Theoretical study of electronic structure and optical properties of semiconductor nanostructures

Abstract: In this thesis, the electronic structure and optical properties of semiconductor nanostructures are studied theoretically. Three types of nanostructures have been studied, silicon nanocrystals, free-standing III-V nanowires and free-standing GaAs/AlGaAs nanowire superlattices. The calculations have been carried out using an atomistic, empirical tight-binding approach. Silicon nanocrystals have attracted a great deal of attention after it was shown that they can emit visible light. In this thesis the highest occupied states and lowest unoccupied states of silicon nanocrystals are studied. The confinement energies of the states are calculated and the symmetries of the states are analyzed. To better understand the localization properties of the states, their wave functions are calculated and discussed. The major part of the work, contained within this thesis, regards calculations of the electronic structure and optical properties of free-standing nanowires. In all the cases studied the conduction bands of the nanowires show good parabolic dispersions. Also, the degeneracy of the light- and heavy-hole bands of the bulk material, is broken. The band structure for GaAs, InAs and InP nanowires, oriented along the [100] crystallographic direction, with square and rectangular cross-sections is studied. The effect of the cross-section aspect ratio is studied with regard to band structure and wave functions. For nanowires with a square cross-section the valence bands are found to show strongly non-parabolic dispersions. However, when the cross-section aspect ratio is increased, the dispersion of the bands become less non-parabolic. For large aspect ratios the topmost valence bands show good parabolic dispersion around the Brillouin zone center.
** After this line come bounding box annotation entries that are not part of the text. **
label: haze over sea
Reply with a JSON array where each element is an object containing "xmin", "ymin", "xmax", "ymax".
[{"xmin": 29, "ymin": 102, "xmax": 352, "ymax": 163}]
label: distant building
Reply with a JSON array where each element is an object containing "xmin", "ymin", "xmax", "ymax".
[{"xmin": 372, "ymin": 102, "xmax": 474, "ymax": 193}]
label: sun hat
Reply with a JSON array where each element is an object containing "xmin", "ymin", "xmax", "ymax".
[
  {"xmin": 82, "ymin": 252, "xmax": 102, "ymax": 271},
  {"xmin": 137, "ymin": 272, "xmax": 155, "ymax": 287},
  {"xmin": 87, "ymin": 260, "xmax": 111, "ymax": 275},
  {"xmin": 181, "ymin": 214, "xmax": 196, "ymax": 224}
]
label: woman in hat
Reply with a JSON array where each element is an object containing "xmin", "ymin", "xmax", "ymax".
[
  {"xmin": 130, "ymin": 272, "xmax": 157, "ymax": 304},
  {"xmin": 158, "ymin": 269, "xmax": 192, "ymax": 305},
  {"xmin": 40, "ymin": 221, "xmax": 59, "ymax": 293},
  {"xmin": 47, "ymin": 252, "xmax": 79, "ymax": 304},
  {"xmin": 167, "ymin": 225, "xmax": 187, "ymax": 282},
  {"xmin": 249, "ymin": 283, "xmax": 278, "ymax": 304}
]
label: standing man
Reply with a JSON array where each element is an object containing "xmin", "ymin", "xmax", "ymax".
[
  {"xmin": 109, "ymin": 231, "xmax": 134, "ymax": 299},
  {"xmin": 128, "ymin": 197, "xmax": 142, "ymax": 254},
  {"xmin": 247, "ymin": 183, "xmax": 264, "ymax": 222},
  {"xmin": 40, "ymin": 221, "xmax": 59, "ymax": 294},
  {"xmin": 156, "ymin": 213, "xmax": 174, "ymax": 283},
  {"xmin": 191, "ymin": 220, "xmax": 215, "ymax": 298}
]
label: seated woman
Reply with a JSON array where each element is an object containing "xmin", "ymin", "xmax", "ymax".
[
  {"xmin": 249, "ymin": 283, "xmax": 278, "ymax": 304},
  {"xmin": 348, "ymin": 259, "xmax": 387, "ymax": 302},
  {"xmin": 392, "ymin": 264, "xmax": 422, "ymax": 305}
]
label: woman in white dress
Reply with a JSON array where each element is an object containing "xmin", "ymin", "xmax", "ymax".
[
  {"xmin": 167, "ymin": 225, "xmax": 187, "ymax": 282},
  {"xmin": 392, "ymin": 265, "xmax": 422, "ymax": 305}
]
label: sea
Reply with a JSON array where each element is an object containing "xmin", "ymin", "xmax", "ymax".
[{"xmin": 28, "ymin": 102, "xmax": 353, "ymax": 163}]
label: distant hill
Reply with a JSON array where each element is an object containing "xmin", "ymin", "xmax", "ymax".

In addition the optical properties of an InP [111]-oriented nanowire are studied, and the nanowire is found to have a strong optical polarization anisotropy. The band edge transition is found to be polarized parallel to the nanowire orientation. Lately, the model has been extended to handle the electronic structure of hetero-structured nanowires. In this thesis the band structure of [100]-oriented free-standing GaAs/AlGaAs nanowire superlattices is studied. The evolution of the band structure and the opening of band gaps in the valence and conduction bands are studied as a function of AlGaAs barrier thickness and nanowire lateral size.